It hadn’t been a dry cleaners for over 40 years. The research was clear though – City Directory records from as early as 1930 through 1971 indicated that it had been there – and it was enough information to call it a ‘recognized environmental condition’. That is, the presence of a dry cleaners was enough to represent the likely presence of hazardous substances in, at, or on this property. This raised questions. How could we be sure that it was a dry cleaners? How could something that old still be considered an issue?

These are fair questions. But a dry cleaners is not likely to be misidentified in 40 years of historical records, and it’s certainly possible that contamination could be a concern. One recent blog called dry cleaners an “environmental scourge” – one that is often overlooked during property transactions.

Had this been a gas station I’d have been less concerned. Petroleum in the ground would have likely degraded after that amount of time. In fact, dry cleaning operations in the 1930s and 1940s probably used Stoddard Solvent, a petroleum-based chemical that would tend to naturally degrade over time.

By the late 1950s, however, most dry cleaning operations had made the switch to tetrachloroethylene, also known as perchloroethylene, or PCE. Originally developed in the 1930s, this chemical became the preeminent solvent in the dry cleaning industry, its use peaking in the 1980s. Naturally more resistant to degradation, this chemical was routinely treated with stabilizers and surfactants, creating a chemical that could travel quickly in the subsurface and remain there for a very long time.
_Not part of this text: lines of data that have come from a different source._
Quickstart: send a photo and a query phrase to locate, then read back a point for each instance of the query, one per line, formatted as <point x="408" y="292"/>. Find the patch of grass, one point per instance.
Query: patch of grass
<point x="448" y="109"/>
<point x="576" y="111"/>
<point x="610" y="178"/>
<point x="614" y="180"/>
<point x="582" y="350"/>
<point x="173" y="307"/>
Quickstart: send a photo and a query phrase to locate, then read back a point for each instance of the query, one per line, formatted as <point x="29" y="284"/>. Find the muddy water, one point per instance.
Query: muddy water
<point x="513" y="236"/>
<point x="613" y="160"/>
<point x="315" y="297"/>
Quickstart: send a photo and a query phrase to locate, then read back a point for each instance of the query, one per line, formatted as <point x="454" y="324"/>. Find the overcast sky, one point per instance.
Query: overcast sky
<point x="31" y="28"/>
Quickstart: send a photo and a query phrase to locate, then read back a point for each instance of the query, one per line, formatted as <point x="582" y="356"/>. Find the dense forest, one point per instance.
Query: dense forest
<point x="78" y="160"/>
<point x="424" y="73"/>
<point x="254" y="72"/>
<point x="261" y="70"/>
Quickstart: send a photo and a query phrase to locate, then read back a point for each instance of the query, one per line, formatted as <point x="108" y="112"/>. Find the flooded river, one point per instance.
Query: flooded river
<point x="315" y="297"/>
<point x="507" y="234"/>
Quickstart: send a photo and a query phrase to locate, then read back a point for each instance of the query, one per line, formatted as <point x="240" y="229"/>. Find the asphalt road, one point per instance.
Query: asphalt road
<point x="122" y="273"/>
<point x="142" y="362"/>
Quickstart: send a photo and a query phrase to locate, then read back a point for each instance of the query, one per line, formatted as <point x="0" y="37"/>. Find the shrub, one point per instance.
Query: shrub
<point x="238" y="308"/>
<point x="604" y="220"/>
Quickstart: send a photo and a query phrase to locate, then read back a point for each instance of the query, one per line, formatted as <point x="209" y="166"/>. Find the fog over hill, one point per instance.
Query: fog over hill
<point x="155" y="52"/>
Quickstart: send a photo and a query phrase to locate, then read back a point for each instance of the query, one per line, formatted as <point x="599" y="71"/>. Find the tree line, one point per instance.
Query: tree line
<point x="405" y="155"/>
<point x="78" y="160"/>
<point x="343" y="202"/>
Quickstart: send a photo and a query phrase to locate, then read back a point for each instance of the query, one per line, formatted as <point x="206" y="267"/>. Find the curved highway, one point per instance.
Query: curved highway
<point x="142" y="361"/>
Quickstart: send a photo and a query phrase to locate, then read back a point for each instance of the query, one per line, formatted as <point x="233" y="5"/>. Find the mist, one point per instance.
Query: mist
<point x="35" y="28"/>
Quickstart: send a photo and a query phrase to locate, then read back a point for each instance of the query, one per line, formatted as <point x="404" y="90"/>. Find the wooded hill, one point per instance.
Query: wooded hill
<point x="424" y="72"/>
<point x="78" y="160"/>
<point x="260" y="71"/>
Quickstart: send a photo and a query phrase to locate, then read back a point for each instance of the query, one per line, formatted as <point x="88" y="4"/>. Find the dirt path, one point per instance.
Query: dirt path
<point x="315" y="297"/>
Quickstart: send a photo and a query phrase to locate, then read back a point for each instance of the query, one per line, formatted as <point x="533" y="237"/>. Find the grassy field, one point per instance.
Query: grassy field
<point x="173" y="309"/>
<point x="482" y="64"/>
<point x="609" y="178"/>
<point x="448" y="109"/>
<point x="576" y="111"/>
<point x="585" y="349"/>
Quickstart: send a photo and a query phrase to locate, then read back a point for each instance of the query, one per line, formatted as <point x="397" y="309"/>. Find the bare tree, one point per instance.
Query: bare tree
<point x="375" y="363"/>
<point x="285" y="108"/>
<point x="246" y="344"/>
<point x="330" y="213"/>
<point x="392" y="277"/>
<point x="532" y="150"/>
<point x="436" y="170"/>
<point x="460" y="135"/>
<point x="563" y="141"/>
Previous studies have noted that older operations used 5 to 10 times more solvent than modern operations, and were much more likely to release PCE. The State Coalition for Remediation of Drycleaners has estimated that about 75% of dry cleaners in the US caused environmental contamination. Today PCE is considered a carcinogen, and modern dry cleaning operations are subject air, hazardous waste, and wastewater regulations.

In short, historical dry cleaners can represent a significant risk for a property transaction. In my research I found insurance agencies and environmental lawyers alike that consider such properties to represent a real concern. At the end of the day, it’s worth knowing what you’re purchasing. The same questions are likely to come up again when the property is sold again down the road.